With this number of courts involved in making legal determinations on federal tax matters including all 13 United States Courts of Appeals exercising appellate jurisdiction (the 11 numbered Circuits, the Federal Circuit (for appeals from the U.S. Court of Federal Claims), and the D.C. Circuit), some observers express concern that the tax laws can be interpreted differently for like cases. Thus arises the movement on the part of some for a U.S. Court of Federal Tax Appeals, though the merits of this are a matter of much discussion.

Representation of parties

The Chief Counsel of the Internal Revenue Service (IRS) or his delegate represents the executive branch in the Tax Court. The Tax Court permits persons who are not Attorneys at Law to be admitted to practice (to represent taxpayers) by applying for admission and passing an examination administered by the Court. Attorneys who provide evidence of membership and good standing in state bar or the D.C. bar can be admitted to the bar of the Court without sitting for the Tax Court examination. Tax Court practice is highly specialized and most practitioners are licensed attorneys who specialize in tax controversies.

Genesis of a Tax Court dispute

Many Tax Court cases involve disputes over Federal income tax and penalties, often after an examination by the Internal Revenue Service of a taxpayer's return. After issuance of a series of preliminary written notices and a lack of agreement between the taxpayer and the IRS, the IRS formally "determines" the amount of the "deficiency" and issues a formal notice called a "statutory notice of deficiency," or "ninety day letter". In this context, the term "deficiency" is a legal term of art, and is not necessarily equal to the amount of unpaid tax (although it usually is). The deficiency is generally the excess of the amount the IRS contends is the correct tax over the amount the taxpayer showed on the return—in both cases, without regard to how much has actually been paid.

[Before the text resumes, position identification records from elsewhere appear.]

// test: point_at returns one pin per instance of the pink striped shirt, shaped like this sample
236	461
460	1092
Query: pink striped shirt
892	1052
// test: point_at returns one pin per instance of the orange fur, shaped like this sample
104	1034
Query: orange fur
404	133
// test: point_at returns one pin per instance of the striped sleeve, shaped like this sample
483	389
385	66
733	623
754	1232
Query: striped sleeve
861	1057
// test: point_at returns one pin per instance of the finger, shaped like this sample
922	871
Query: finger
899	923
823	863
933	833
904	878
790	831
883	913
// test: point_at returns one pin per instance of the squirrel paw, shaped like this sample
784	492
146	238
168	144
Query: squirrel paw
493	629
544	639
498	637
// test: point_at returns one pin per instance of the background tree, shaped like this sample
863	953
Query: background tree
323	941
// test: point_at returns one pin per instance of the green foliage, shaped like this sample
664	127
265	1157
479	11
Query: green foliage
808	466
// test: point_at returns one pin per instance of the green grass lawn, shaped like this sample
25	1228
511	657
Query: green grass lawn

Upon issuance of the statutory notice of deficiency (after IRS determination of the tax amount, but before the formal IRS assessment of the tax), the taxpayer generally has 90 days to file a Tax Court petition for "redetermination of the deficiency". If no petition is timely filed, the IRS may then statutorily "assess" the tax. To "assess" the tax in this sense means to administratively and formally record the tax on the books of the United States Department of the Treasury. This formal statutory assessment is a critical act, as the statutory tax lien that later arises is effective retroactively to the date of the assessment, and encumbers all property and rights to property of the taxpayer.

Life cycle of a Tax Court case

Because of the negative legal consequences ensuing with respect to a statutory assessment (especially the tax lien and the Flora requirement that the taxpayer otherwise pay the full disputed amount and sue for refund), a taxpayer is often well advised to file a Tax Court petition in a timely manner. The rule in the Tax Court is that the taxpayer sues the "Commissioner of Internal Revenue," with the taxpayer as "petitioner" and the Commissioner as "respondent." This rule is an example of an exception to the general rule that the proper party defendant in a U.S. tax case filed by a taxpayer against the government is "United States of America." In the Tax Court, the Commissioner is not named personally. The "Secretary of the Treasury", the "Department of the Treasury" and the "Internal Revenue Service" are not proper parties.

The petition must be timely filed within the allowable time. The Court cannot extend the time for filing which is set by statute. A $60 filing fee must be paid when the petition is filed. Once the petition is filed, payment of the underlying tax ordinarily is postponed until the case has been decided. In certain tax disputes involving $50,000 or less, taxpayers may elect to have the case conducted under the Court's simplified small tax case procedure. Trials in small tax cases generally are less formal and result in a speedier disposition. However, decisions entered pursuant to small tax case procedures are not appealable and are not precedential.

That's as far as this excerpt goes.